I jest czarny bez
Wreszcie się doczekałam czarnego bzu. Jak co roku syrop i suszenie do herbaty.
Na papierowych ręcznikach leży i się suszy. Trochę grubsza warstwa leży...dobrze, że jest ciepło.Niby wcale za dużo nie nazbierałam, a cały dzień obierania tego z kwiatków. 🤪
Część zalana syropem z cukru i wody(kilo cukru na litr wody) leży i czeka na cytryny 😁 potem podgrzeję i do słoiczków.
A suszone kwiaty do mojej kwiatowej herbaty...w tym roku będzie bardzo kwiatowa. Niewiele liści wiśni dałam, a za to masę różnych kwiatów 😋
To naprawdę bardzo aromatyczna herbata...pieknie pachnie i równie cudownie smakuje. Kwiaty czarnego bzu nadają jej nieco mjodowego zapachu i smaku. Tym razem nie żałowałam kwiatu czarnego bzu 😁 już się nie mogę doczekać degustacji.

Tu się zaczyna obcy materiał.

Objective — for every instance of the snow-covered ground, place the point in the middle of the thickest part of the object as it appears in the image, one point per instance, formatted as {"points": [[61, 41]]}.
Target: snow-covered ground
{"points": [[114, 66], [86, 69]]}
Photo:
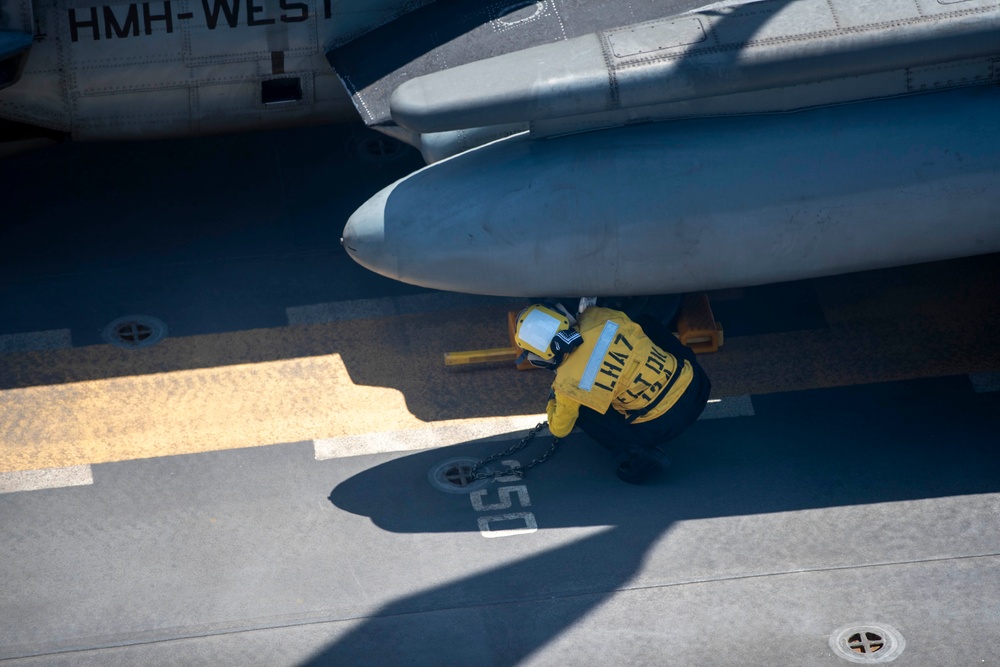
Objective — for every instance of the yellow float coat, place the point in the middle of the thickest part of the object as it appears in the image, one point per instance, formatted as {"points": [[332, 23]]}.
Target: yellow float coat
{"points": [[617, 366]]}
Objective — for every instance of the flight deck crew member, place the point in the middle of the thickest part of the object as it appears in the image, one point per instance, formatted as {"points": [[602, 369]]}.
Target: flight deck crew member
{"points": [[624, 390]]}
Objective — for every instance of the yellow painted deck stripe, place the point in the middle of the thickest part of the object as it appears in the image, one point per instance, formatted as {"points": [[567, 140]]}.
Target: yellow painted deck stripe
{"points": [[202, 393]]}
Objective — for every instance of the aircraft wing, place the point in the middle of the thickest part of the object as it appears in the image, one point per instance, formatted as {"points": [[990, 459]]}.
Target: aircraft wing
{"points": [[449, 33]]}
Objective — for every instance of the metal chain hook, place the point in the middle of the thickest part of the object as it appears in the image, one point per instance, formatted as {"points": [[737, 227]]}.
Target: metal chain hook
{"points": [[514, 470]]}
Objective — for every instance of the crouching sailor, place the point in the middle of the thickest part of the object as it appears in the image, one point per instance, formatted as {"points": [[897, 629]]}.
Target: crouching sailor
{"points": [[631, 388]]}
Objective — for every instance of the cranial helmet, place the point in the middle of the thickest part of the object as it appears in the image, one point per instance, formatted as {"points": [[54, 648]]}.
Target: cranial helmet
{"points": [[545, 334]]}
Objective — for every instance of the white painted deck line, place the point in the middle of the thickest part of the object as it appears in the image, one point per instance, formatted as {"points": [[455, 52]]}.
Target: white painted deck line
{"points": [[49, 478], [985, 383], [55, 339], [443, 434], [440, 434], [340, 311]]}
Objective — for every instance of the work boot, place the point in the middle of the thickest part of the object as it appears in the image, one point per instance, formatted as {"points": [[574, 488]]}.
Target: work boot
{"points": [[639, 464]]}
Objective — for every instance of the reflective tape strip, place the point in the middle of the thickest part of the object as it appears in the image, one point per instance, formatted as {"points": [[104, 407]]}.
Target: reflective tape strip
{"points": [[597, 356], [731, 406]]}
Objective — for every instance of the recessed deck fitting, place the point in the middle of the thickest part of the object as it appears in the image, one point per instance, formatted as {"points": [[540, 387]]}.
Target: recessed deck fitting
{"points": [[867, 643], [134, 331], [455, 475]]}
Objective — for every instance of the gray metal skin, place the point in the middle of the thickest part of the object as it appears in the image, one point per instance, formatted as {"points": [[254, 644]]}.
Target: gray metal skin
{"points": [[118, 69], [720, 50], [698, 204]]}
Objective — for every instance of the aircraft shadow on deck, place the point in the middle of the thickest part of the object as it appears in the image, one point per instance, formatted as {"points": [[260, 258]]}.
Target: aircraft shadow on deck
{"points": [[882, 443]]}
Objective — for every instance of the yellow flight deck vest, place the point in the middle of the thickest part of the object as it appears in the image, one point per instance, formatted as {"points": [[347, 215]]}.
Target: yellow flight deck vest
{"points": [[616, 366]]}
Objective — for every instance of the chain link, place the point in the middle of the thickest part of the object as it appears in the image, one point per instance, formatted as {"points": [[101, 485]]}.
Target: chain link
{"points": [[517, 471]]}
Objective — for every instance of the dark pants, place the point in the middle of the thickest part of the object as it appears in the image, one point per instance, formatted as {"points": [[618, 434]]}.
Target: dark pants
{"points": [[617, 435]]}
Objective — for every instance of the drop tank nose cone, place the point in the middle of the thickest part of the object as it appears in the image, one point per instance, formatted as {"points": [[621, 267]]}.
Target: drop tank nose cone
{"points": [[364, 236]]}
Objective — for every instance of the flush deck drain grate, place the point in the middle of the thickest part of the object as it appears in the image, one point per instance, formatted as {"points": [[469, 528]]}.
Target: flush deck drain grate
{"points": [[135, 331], [455, 475], [867, 644]]}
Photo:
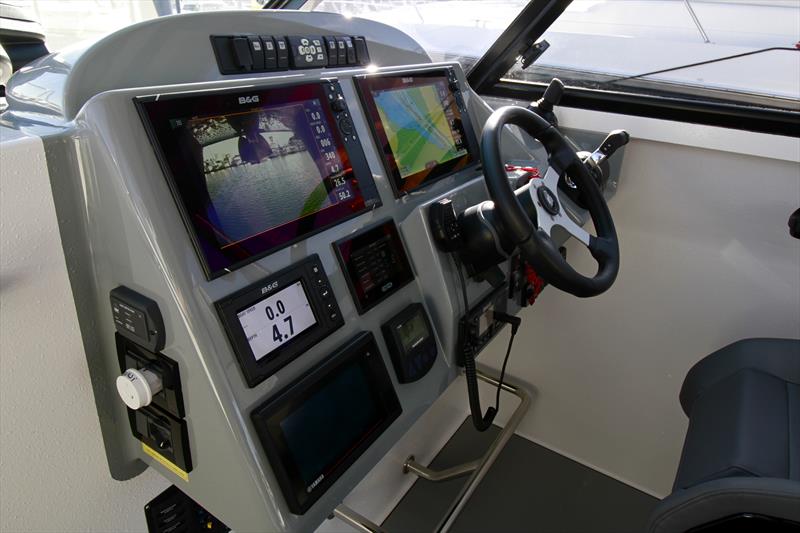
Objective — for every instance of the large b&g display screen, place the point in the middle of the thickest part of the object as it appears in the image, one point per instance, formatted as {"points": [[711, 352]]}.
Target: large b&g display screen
{"points": [[419, 126], [253, 171], [276, 320]]}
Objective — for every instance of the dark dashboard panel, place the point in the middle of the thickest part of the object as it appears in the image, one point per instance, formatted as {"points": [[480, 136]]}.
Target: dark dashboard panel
{"points": [[256, 170]]}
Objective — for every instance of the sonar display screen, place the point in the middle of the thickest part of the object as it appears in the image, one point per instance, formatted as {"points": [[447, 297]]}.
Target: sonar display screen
{"points": [[254, 173], [419, 126]]}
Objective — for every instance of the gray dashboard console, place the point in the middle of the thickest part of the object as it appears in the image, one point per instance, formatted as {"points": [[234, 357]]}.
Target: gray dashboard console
{"points": [[217, 199]]}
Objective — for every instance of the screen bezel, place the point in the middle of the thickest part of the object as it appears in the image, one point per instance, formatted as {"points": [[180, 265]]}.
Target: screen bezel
{"points": [[288, 286], [255, 371], [219, 100], [406, 276], [361, 350], [470, 160], [398, 352]]}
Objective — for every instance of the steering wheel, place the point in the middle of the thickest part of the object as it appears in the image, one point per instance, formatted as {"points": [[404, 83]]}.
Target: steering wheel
{"points": [[534, 237]]}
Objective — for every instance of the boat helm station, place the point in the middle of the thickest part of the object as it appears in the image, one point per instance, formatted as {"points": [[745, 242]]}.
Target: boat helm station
{"points": [[288, 234]]}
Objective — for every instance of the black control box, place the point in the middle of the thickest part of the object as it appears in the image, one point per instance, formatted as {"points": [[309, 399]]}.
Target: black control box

Dodam jeszcze kwiatków poziomek w tym roku bo obficie kwitną mi ....poziomeczki pycha 😋 szkoda, że takie malusie.
Tak więc uradowana jestem...co do mojej diety to jeszcze efektów nie widać 🥴 no ale to dopiero miesiąc. Czekam wytrwale. Jest tak gorąco, że zastanawiam się czy o 6 rano nie chodzić na spacer.
No i ta susza 😒 mój ogród czeka na deszcz 🤗 codziennie trzeba podlewać.